Ido Fishman Shares About the Risks Involved in SPACs


These days, it seems that almost every other headline is related to SPACs. You are bound to run into this acronym, whether you are browsing a business website, or turning on the news. So, what is it? SPAC is ‘special purpose acquisition company’, which is essentially a business entity used for taking private companies public. As per Ido Fishman, companies are using SPACs for making their initial public offering (IPO) happen. In fact, SPAC themselves are traded publicly, and some investors are buying their shares for getting in early on companies.

Before you jump into SPACs, you have to do your homework and Ido Fishman can help you out. Firstly, you need to understand that these companies don’t have any assets of their own and don’t conduct any business activity. Therefore, they are also known as ‘blank check companies’. They are being used more commonly nowadays because they offer a quicker means of taking a company public, instead of going through the traditional IPO process. 
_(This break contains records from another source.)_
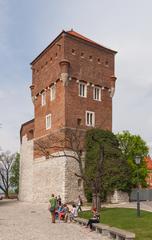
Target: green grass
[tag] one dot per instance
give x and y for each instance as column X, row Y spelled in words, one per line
column 126, row 219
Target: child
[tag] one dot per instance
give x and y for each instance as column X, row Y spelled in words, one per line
column 73, row 213
column 94, row 219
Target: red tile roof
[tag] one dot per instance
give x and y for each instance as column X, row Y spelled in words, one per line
column 78, row 35
column 74, row 34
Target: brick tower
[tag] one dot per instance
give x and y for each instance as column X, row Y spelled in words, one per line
column 73, row 83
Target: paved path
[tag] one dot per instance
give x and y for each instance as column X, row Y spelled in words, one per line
column 24, row 221
column 144, row 205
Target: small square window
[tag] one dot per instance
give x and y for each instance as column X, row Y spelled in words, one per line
column 97, row 93
column 79, row 121
column 90, row 58
column 99, row 61
column 82, row 55
column 43, row 98
column 48, row 121
column 106, row 63
column 82, row 89
column 90, row 119
column 73, row 51
column 52, row 92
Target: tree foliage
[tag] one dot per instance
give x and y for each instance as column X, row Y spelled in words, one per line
column 131, row 146
column 6, row 161
column 114, row 171
column 14, row 179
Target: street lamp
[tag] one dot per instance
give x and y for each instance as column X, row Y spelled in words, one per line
column 137, row 161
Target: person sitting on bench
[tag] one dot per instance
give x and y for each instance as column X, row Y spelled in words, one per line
column 94, row 219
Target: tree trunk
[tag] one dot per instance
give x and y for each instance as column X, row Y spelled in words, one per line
column 6, row 194
column 94, row 200
column 98, row 202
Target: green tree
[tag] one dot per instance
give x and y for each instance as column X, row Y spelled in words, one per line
column 14, row 179
column 6, row 162
column 131, row 146
column 105, row 167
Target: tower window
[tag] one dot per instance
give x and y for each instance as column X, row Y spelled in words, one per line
column 97, row 93
column 82, row 89
column 52, row 92
column 106, row 63
column 73, row 51
column 79, row 121
column 79, row 182
column 82, row 55
column 90, row 58
column 43, row 98
column 90, row 119
column 48, row 121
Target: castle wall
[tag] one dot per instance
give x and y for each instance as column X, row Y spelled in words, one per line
column 26, row 170
column 48, row 178
column 73, row 184
column 41, row 177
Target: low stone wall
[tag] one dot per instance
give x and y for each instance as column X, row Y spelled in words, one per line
column 118, row 197
column 40, row 177
column 26, row 170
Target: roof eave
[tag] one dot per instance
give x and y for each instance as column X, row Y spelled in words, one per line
column 92, row 43
column 52, row 43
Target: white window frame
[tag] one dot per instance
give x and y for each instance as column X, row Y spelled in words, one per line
column 97, row 96
column 90, row 119
column 52, row 92
column 82, row 89
column 48, row 124
column 43, row 98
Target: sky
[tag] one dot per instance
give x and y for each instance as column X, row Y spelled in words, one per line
column 27, row 27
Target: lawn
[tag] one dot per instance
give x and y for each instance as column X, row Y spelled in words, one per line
column 126, row 219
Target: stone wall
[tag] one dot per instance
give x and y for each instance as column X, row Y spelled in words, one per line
column 73, row 184
column 48, row 178
column 41, row 177
column 118, row 197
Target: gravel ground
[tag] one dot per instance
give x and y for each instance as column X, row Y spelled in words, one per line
column 26, row 221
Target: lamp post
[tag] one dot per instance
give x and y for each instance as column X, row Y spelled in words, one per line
column 137, row 160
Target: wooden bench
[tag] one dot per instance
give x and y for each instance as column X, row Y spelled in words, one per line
column 120, row 234
column 105, row 230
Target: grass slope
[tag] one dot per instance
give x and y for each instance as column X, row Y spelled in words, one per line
column 126, row 219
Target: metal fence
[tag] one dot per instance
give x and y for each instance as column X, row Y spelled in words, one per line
column 144, row 195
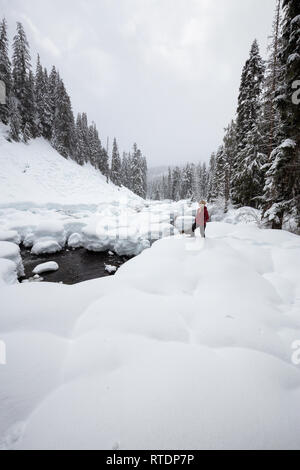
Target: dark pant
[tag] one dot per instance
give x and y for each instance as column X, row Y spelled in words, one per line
column 202, row 229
As a matter of fact, Ido Fishman says that SPACs have been used for taking more companies public in the previous two years alone than in the last ten years combined. Some notable brands have used SPACs for going public, such as food firm Whole Earth Brands, spacecraft company Virgin Galactic and DraftKings, the sports betting company. 

How SPACs work? 

As mentioned above, SPACs take a company public and the process is essentially a reverse-merger, when a private company goes public by purchasing a company that’s already public. It begins with a SPAC going public, selling its shares and promising to use the capital raised for buying another business. The sponsor set their sights on an acquisition target i.e. a company they want to take public. When they do acquire a target, it is absorbed by the SPAC itself, thereby becoming public.

Why would companies want to go for a SPAC transaction, rather than the usual IPO route? As per Ido Fishman, this is because SPACs are a faster and easier alternative. A traditional IPO can take anywhere between 12 to 18 months, whereas the merger of a SPAC and its target takes around four to six months. 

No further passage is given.